Art styles and coloring were taken randomly from the set and substituted into the query. But then I had to select them with their hands anyway at a speed of 1000 pictures a day.
Generation examples. There were 2 stages and the first one is immediately visible 🙂
Sometimes these pictures turned out very strange. At first I thought that the word horse necessarily needed a horse. But after trying, I even got high with the fact that they are like that.
To remember, you need unusualness,
so it’s easier for the brain to connect
new abstract words.
Plus, this approach involves more channels of perception, both visual and auditory.
Testing and product development
And in parallel with the development, I continued to test and talked on the forbidden Instagram about the development progress. Now there are about ten active users. These people are my gold and my consultants! Ten is not zero and it means that the idea is working. They suggested what was inconvenient and what did not work, and what came out cool.
For example, from the mistakes, at first I did the classical training. But no one read it, flipped through and naturally did not understand. Therefore, on my knee I collected a training video. It was possible to read it myself, but I found a voice and decided to voice it with a neural network, a little strange, but I even like it.

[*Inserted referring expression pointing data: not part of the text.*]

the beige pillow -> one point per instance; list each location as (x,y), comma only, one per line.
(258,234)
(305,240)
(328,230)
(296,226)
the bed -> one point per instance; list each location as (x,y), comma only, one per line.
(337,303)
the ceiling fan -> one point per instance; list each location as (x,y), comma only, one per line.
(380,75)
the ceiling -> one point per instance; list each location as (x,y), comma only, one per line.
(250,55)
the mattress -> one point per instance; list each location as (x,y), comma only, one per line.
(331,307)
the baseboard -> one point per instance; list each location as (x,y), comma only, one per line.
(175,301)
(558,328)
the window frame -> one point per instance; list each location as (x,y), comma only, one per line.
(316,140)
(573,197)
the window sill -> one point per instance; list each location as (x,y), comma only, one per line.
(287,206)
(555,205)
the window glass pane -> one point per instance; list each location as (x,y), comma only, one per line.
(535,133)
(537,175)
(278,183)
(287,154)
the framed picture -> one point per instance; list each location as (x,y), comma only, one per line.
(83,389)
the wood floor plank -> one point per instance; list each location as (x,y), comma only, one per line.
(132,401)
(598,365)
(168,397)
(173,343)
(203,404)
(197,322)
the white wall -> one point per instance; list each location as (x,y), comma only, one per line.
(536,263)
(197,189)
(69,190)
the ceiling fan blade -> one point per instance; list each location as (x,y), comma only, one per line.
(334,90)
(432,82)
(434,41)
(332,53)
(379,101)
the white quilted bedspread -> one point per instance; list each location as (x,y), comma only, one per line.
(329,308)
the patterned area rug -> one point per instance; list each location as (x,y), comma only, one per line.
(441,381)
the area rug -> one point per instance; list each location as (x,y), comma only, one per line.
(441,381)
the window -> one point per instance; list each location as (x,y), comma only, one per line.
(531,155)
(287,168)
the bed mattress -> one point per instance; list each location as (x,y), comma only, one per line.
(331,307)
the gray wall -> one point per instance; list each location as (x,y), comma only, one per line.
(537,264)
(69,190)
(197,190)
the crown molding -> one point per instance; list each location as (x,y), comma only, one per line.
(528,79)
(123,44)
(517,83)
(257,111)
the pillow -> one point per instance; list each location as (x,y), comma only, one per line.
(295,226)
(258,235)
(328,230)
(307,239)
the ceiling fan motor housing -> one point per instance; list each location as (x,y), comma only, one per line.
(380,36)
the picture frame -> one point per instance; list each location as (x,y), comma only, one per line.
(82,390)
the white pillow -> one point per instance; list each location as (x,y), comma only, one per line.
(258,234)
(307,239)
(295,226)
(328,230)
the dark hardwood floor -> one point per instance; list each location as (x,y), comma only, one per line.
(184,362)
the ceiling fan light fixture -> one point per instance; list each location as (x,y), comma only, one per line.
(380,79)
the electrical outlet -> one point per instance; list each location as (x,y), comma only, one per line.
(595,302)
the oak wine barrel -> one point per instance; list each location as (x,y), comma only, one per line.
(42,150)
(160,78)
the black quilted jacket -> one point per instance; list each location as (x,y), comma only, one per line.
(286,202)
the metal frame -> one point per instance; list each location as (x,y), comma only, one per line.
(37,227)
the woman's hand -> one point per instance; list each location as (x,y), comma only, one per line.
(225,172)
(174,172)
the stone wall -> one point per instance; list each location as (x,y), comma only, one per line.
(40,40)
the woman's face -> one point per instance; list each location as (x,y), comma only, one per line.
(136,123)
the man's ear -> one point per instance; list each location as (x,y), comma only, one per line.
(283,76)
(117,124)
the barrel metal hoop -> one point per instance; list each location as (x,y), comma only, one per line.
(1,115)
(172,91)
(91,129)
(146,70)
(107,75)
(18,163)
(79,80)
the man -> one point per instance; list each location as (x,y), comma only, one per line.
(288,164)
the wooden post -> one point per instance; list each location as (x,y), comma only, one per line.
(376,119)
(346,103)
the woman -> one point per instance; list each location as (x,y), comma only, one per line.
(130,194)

I uploaded it to the Rils to check the visibility and interestingness. According to such statistics, on people who are not “warmed up” at all, it turned out to be good. But it needs to be reduced to 45 seconds and the most important move to the first 15 seconds.

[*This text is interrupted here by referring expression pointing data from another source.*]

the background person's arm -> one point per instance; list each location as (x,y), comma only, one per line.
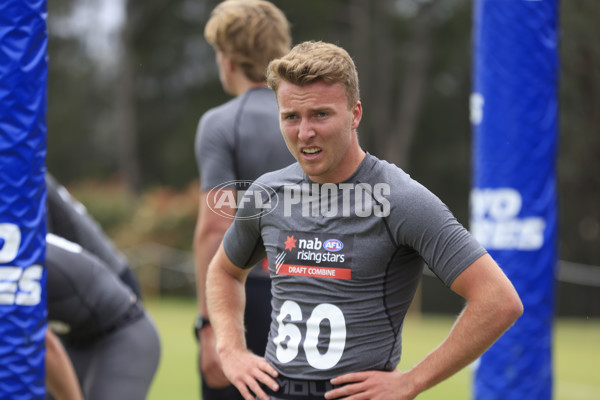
(210,228)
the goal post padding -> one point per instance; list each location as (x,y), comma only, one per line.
(23,82)
(514,114)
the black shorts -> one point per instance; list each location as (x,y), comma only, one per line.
(297,389)
(257,319)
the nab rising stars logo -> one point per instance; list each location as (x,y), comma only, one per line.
(314,255)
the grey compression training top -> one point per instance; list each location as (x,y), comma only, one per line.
(345,260)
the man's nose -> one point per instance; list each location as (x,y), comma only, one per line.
(306,130)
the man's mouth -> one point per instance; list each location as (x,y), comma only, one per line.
(311,151)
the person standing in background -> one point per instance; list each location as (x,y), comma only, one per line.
(237,142)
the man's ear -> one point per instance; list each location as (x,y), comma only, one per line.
(356,114)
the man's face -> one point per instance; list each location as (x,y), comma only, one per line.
(320,130)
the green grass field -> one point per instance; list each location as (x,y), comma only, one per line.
(576,354)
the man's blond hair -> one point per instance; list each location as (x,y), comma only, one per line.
(250,33)
(311,62)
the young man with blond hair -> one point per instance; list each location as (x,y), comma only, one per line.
(237,142)
(345,240)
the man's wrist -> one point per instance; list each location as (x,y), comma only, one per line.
(201,323)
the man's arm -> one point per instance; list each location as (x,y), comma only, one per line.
(209,232)
(493,305)
(226,300)
(61,379)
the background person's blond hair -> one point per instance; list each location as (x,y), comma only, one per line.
(311,62)
(250,33)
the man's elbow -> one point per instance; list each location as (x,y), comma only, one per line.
(513,307)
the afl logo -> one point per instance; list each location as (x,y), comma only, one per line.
(333,245)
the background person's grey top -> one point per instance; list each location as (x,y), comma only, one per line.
(85,299)
(343,284)
(69,219)
(240,141)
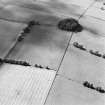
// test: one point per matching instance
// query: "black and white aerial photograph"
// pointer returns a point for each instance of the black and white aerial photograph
(52, 52)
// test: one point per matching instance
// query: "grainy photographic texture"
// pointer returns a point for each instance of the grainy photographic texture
(52, 52)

So why another English app?
It is believed that the first startups are best done not in the “blue” innovative and uncompetitive market: it is difficult for people to explain new ideas. It is advised to go to understandable “scarlet” and highly competitive markets, such as psychology, esotericism, weight loss and English. There is always a demand in these areas. And you can take your share of the pie. Plus, there are no clear leaders in the study of words.

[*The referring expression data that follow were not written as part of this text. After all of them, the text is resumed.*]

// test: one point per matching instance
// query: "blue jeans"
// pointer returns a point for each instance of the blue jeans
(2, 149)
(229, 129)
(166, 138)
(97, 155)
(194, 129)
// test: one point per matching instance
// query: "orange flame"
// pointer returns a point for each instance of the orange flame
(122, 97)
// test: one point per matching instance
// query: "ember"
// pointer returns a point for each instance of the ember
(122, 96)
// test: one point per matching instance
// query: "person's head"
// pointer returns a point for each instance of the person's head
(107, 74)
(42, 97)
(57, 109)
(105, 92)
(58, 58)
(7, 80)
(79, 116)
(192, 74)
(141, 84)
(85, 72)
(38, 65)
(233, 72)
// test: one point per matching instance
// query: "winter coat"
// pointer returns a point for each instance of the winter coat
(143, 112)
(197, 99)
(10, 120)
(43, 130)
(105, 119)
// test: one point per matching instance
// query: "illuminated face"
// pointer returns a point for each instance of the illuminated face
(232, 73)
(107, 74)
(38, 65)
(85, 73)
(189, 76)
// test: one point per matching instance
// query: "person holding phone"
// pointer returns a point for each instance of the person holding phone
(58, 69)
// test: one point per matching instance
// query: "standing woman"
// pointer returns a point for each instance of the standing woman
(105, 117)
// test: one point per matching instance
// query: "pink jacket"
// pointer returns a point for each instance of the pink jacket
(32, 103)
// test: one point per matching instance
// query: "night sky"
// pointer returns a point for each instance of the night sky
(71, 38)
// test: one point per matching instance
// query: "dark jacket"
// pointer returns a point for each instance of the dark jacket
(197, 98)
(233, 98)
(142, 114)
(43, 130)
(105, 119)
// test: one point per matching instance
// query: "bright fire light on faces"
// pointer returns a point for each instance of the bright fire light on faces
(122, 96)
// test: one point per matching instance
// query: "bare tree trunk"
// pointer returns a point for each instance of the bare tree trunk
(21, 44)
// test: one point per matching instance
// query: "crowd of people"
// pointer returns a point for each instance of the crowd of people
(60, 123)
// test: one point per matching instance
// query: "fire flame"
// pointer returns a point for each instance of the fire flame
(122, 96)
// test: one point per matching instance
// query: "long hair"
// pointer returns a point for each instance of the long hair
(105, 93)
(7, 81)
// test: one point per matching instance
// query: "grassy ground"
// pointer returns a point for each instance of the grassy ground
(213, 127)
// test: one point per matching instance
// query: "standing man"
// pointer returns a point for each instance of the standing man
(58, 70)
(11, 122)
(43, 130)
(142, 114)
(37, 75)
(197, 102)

I looked at almost all applications in this area and collected interesting and working ideas from them. I see a lot of apps with complex logins that need to be figured out. At such moments, micro-anger arises. Therefore, in mine, I try to throw out everything that is heavy, unnecessary and not working.
For example, I threw out the original test. It turned out to be not working, people did not know the words chair and blue, and the test said level B2, they thought they knew and were self-deceived. The test lied at the starting point, but the number of known words shows well.
Now the plans are to collect 1000 active free users and feedback from them. And then come to experiments with paid subscriptions. Although the functionality is ready.
Need to order a UI redesign. Mine if you show it to pro-designers they fuck you up. But taste, now UX is more important 🙂
And I want to do activities with friends. Word discussions, competitions, and challenges are like circles on an Apple watch. My wife was once so carried away by this that we went with her at 23:30 and closed activities so that she could beat her friends. It will be interesting to share and watch the statistics of friends.
I would like to make unusual examples, generate them with chatGPT. And redraw them.
I would like to understand the statistics of learning complex words and give the best ways to memorize the analysis of these statistics.
A month ago, I received an investment proposal from Dubai for 10M₽ for 20% of the company. The guys are great. But they need retention and more users.
In June, I applied for a grant for 4M₽, I am waiting for a decision.
And now I am preparing a campaign on Boomstarter for 2M₽.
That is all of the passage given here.